“Golden Rules” Proposed For Fishery Management

An industrial trawler with a full trawl net. Trawls scrape the sea floor, damaging breeding and feeding grounds and catching everything in their way, including threatened species.

Overfishing is destroying the world’s oceans, say researchers who propose 11 “golden rules” to improve fisheries management while defending marine life and habitats and serving local people over corporations.

An endless fish supply and thriving ecosystems is the goal of their call for “a complete reform of the appalling current mismanagement of the Earth’s largest common”  said a statement by prominent ocean scientists from around the world.

The statement–and a paper published in Nature’s scientific journal npj Ocean Sustainability–was released months in advance of next June’s United Nations Ocean Conference in France. 

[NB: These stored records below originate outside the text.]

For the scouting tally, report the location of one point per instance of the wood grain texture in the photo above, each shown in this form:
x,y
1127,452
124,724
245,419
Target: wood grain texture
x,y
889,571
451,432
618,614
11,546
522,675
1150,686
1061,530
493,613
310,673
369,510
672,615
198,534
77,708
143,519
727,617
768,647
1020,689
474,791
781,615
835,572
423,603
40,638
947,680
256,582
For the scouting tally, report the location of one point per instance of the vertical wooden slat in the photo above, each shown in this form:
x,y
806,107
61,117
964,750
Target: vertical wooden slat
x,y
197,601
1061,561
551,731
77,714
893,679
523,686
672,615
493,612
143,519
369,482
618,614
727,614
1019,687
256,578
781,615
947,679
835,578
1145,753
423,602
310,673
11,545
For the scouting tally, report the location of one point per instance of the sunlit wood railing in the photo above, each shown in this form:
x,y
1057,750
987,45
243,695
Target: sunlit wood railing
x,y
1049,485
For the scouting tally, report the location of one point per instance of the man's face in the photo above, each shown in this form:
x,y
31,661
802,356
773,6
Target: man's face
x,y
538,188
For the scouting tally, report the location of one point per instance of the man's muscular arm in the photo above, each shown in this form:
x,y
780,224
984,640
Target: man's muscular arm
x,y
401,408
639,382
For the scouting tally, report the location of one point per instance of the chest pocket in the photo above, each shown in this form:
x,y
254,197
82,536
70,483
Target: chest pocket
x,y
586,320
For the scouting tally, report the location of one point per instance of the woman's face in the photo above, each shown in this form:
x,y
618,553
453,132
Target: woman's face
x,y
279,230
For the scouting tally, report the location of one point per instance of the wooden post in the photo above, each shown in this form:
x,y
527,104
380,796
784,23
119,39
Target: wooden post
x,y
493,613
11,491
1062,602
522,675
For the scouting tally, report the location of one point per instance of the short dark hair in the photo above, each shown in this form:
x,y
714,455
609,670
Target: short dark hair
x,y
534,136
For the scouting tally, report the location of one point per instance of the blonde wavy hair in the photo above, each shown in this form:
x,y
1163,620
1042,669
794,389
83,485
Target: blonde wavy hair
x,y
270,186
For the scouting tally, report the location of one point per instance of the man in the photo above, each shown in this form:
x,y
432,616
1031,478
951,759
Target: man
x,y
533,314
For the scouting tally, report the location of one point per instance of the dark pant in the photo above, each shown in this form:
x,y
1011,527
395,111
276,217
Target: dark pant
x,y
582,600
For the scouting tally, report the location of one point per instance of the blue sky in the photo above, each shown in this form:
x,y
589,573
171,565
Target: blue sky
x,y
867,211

“The current concept of ‘sustainable fishing’ adopted by governments and private actors since the post-war period is scientifically obsolete,” said lead author Professor Callum Roberts, from the University of Exeter. 

https://news.ubc.ca/2021/09/dr-daniel-paulys-extraordinary-life-and-work-revealed-in-new-book/
UBC professor Daniel Pauly is a life-long advocate for better management of fisheries. Credit: University of BC.

Fisheries management must “preserve ocean ecosystems’ vital functions, mitigate climate change, guarantee food security and respect human rights,” said Professor Daniel Pauly, of the University of British Columbia, one of the scientists calling for reform.

Widespread ideas of fishing sustainability “fail to address the pressing global biodiversity and climate breakdown, and instead support high-capital industrial practices,” said the statement. 

The proposed rules aim to “put an end to the ongoing destruction of the oceans caused by fishing, and ensure the renewal of abundant fish populations to feed future generations.”

The golden rules are based on two key ideas, said the report. 

First, it says “fishing must minimize impacts on marine species and habitats, adapt to climate change, and enable the regeneration of depleted marine life and habitats.”

Second, “fishing must support and enhance the health, wellbeing and resilience of people and communities – in particular, the most vulnerable among us – and not simply benefit corporations that tightly steer profits to owners and shareholders while leaving others to bear the costs.”

The scientists called on policymakers, retailers and fishery managers, as well as commercial food companies, to adopt the rules.